This workshop is scheduled for July 9th, 2024.
Table of Contents
Join us for an engaging Spark workshop tailored for beginners, where we'll dive into both theoretical concepts and practical application. Delve into the fundamental principles of Spark, learning about its architecture, data processing capabilities, and use cases. Then, roll up your sleeves for hands-on practice, where you'll apply what you've learned in real-world scenarios. By the end of the workshop, you'll have a basic understanding of Spark and the confidence to start building your own data processing pipelines.
This section enumerates the primary frameworks/libraries employed to initiate the workshop.
Begin by following these detailed guidelines to set up your local environment seamlessly. These instructions will walk you through the process, ensuring a smooth start to your local development journey.

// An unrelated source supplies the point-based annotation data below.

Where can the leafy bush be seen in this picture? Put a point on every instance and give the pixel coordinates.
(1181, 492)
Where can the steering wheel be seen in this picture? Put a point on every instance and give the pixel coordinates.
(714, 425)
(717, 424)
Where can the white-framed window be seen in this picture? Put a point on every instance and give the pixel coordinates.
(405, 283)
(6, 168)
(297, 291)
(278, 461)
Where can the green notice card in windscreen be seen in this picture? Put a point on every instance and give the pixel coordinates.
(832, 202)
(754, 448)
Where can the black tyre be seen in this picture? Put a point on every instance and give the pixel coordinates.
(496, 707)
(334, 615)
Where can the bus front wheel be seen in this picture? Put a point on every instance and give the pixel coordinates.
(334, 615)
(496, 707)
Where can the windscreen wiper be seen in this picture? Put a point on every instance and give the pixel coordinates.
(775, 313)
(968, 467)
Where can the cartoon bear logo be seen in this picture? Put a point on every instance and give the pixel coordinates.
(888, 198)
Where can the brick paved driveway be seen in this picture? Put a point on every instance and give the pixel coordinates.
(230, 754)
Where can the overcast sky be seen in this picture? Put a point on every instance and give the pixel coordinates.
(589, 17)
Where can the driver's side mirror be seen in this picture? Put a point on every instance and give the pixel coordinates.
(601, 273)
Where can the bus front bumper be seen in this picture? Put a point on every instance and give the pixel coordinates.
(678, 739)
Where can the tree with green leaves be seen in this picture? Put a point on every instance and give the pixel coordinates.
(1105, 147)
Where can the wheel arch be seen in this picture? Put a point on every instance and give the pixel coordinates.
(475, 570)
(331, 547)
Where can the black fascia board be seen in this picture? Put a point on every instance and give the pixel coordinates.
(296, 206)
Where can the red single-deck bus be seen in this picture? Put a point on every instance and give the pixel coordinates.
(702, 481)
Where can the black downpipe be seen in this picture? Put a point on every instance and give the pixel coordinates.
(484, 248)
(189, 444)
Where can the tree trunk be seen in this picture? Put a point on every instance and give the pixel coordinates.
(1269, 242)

Please Pre-install the following software:
- Git: https://git-scm.com/book/en/v2/Getting-Started-Installing-Git
- Docker Desktop: https://www.docker.com/products/docker-desktop/ (Please refer to the instructions below based on your operating system.)
- (Optional) IDE (e.g., VS Code or IntelliJ)
Two methods are available for installing Docker Desktop on Windows: using WSL or Hyper-V. Both approaches are outlined below in Step 1.
-
Choose one of the described options and install all necessary functions.
(Recommended) Running Docker Desktop on Windows with WSL
Open Windows Powershell as Administrator and run the following commands:
wsl --install
The first time you launch a newly installed Linux distribution, a console window will open and you'll be asked to wait for files to de-compress and be stored on your machine. Once you have installed WSL, you will need to create a user account and password for your newly installed Linux distribution.
⚠️ Occasionally, Ubuntu installation may terminate unexpectedly, displaying an Error Code (e.g., Error code: Wsl/InstallDistro/E_UNEXPECTED). In such cases, you may need to enable Virtual Machine within your CPU Configurations in the BIOS or activate Virtual Environment in Windows Features!
Running Docker Desktop on Windows with Hyper-V backend
Open Windows Powershell as Administrator and run the following commands:
Enable-WindowsOptionalFeature -Online -FeatureName Microsoft-Hyper-V -All Enable-WindowsOptionalFeature -Online -FeatureName Containers -All Enable-WindowsOptionalFeature -Online -FeatureName VirtualMachinePlatform -All
-
Donwload the Docker Desktop file from the Docker Website and follow instructions.
-
After installation open Docker Desktop.
-
Donwload the Docker Desktop file from the Docker Website and follow instructions.
-
After installation open Docker Desktop.
Please follow the instructions to setup your local programming environment. These guidelines will ensure that you have all the necessary tools and configurations in place for a smooth and efficient development experience during our workshop.
-
Obtain a free Personal Access Token (PAT) from https://docs.github.com/PAT and use it to authenticate yourself locally.
-
Clone the repository of our spark workshop.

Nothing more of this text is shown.